In this framework, geographical distance is identified as an essential yet nonlinear factor shaping mobility. It introduces varying degrees of cost and uncertainty, significantly influencing migration patterns (Zipf, 1946). These disparities in mobility lead to diversity, further exacerbating spatial divisions between provinces (Cui et al., 2020). The hukou system adds another layer of complexity, triggering seasonal migrations between urban and rural areas, most notably during the Spring Festival .
Our study focuses on the nuanced relationship between geographical distance and mobility, offering insights into urban-rural dynamics and regional development (Amini et al., 2014; Liu et al., 2014). By probing provincial disparities, we illuminate the ongoing separation between employment and settlement in China, driven by periodical flows—crucial for understanding urbanization at a national scale.
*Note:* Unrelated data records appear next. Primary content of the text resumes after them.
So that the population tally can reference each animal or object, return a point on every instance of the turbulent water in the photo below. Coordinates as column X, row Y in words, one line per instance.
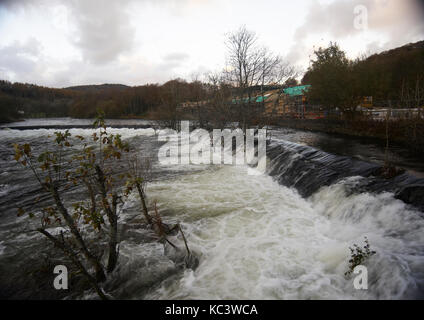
column 282, row 235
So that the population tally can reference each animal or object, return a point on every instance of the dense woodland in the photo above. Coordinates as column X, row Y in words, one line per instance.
column 394, row 79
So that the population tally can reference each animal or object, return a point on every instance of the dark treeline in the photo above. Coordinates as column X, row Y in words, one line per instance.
column 394, row 79
column 117, row 101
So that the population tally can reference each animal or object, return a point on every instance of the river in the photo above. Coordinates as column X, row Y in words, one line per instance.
column 281, row 235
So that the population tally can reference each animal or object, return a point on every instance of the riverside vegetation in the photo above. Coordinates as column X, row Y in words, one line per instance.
column 84, row 232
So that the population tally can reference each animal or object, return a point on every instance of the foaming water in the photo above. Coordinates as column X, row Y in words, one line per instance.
column 260, row 240
column 255, row 237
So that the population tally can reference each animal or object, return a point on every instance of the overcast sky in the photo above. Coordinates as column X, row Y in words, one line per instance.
column 60, row 43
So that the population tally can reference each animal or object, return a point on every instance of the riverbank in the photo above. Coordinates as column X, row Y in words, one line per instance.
column 406, row 133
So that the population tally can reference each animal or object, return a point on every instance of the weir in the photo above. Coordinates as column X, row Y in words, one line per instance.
column 308, row 169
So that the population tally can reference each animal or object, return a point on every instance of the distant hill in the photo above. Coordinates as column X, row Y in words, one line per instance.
column 97, row 87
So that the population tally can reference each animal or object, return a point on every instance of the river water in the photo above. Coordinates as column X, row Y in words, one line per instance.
column 281, row 235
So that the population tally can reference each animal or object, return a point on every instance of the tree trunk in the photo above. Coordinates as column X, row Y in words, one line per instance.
column 112, row 218
column 100, row 275
column 72, row 255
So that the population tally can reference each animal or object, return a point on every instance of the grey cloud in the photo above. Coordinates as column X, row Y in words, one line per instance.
column 103, row 29
column 176, row 56
column 20, row 58
column 400, row 21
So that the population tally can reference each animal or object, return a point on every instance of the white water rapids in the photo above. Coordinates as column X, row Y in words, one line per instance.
column 257, row 239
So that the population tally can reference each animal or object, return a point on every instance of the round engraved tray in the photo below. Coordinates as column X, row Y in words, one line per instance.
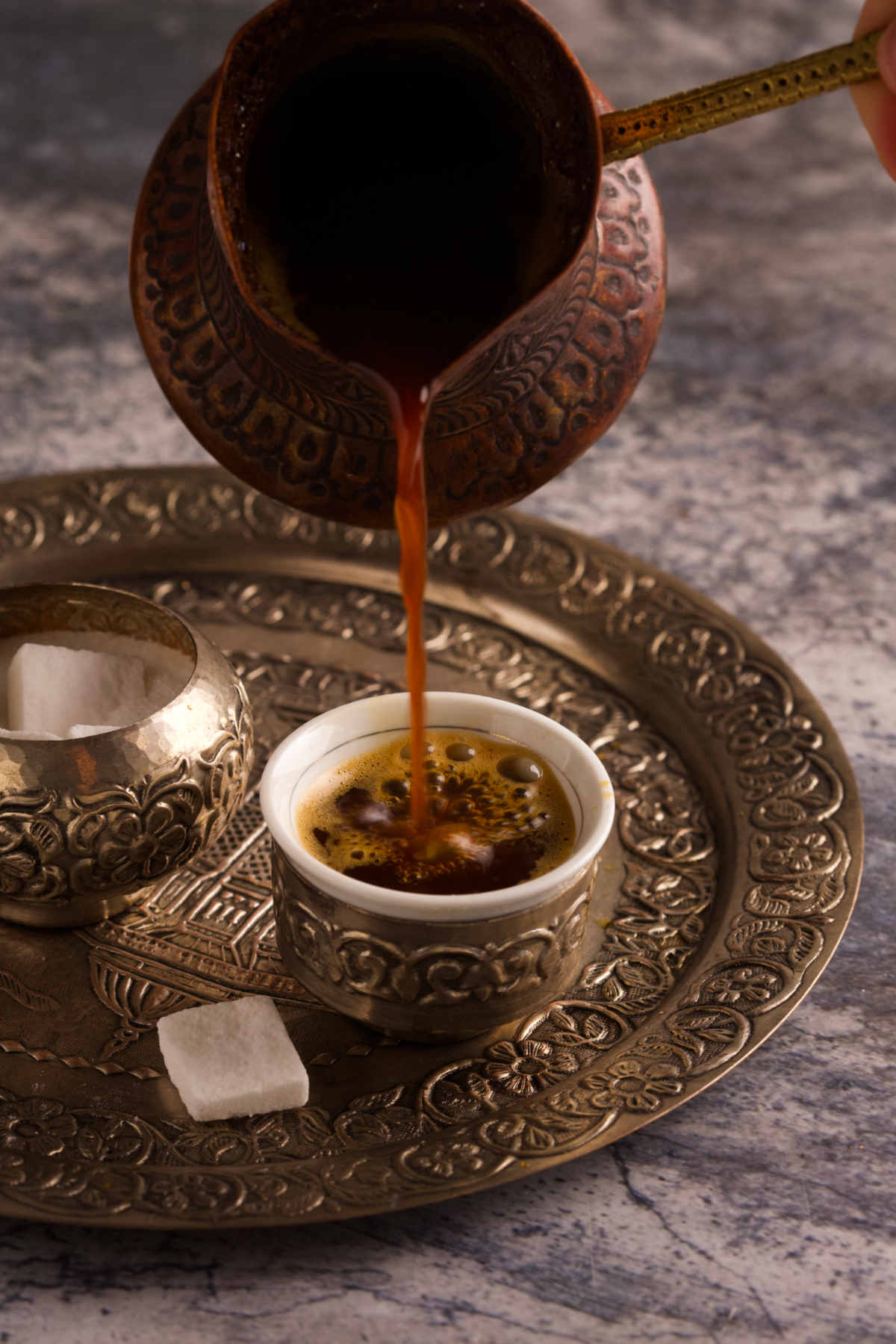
column 727, row 883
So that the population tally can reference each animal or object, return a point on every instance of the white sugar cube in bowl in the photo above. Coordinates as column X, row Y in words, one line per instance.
column 125, row 748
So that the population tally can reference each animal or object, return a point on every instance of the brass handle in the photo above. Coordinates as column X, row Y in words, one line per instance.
column 635, row 129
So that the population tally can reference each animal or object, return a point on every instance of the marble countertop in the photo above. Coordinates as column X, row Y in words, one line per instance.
column 756, row 462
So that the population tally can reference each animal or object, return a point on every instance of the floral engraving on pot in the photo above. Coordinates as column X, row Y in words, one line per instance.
column 31, row 844
column 289, row 417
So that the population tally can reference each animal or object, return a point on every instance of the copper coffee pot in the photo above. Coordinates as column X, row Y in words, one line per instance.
column 302, row 425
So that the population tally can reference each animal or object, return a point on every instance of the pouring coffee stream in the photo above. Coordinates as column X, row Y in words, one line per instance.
column 396, row 230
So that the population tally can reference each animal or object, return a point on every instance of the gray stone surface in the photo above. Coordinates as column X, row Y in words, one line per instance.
column 755, row 461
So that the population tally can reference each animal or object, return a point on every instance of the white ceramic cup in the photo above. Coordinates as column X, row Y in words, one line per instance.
column 432, row 965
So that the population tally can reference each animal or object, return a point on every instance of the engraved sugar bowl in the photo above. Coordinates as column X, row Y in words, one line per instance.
column 89, row 823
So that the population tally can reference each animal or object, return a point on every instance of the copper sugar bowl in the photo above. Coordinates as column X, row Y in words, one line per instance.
column 282, row 412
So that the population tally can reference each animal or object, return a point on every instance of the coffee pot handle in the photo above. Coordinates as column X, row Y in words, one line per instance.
column 689, row 114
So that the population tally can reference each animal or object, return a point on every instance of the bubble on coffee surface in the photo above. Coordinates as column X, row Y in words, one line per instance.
column 497, row 816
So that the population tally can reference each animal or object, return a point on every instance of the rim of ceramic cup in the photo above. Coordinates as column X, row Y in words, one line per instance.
column 352, row 728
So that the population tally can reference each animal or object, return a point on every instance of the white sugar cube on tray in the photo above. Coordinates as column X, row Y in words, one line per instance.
column 233, row 1059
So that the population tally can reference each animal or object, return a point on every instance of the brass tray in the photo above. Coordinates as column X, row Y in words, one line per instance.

We introduce three nuanced ‘distance-mobility intensity’ hypotheses to capture these complex interactions:
- The Plateau Hypothesis (A: Plateau): Asserts that within a province, mobility intensity initially increases only marginally with distance, quickly reaching a plateau. This saturation is due to the province’s cohesive socioeconomic structure and integrated infrastructure.
- The Drop Hypothesis (B: Drop): Suggests that mobility intensity declines sharply upon reaching provincial boundaries. This ‘boundary effect’ is due to a mix of administrative, socioeconomic, and cultural discontinuities that impede movement, further reinforced by the hukou system (Chan, 2014; Chen and Fan, 2016).
- The Rebound Hypothesis (C: Rebound): Proposes that mobility intensity revives beyond a certain threshold due to the attraction of more economically developed provinces, which offer superior economic conditions, job opportunities, and public services.
Diverging from conventional models, our approach underscores mobility’s periodic and multifaceted nature, particularly during the Spring Festival migration. We highlight the intricate interplay of inter-provincial distances and migratory flows, integrating socioeconomic and cultural factors into our nonlinear assessments. This expands the understanding of distance decay typologies, enhancing spatial trend analyses, and informing strategies for optimizing metropolitan areas and urban conglomerates.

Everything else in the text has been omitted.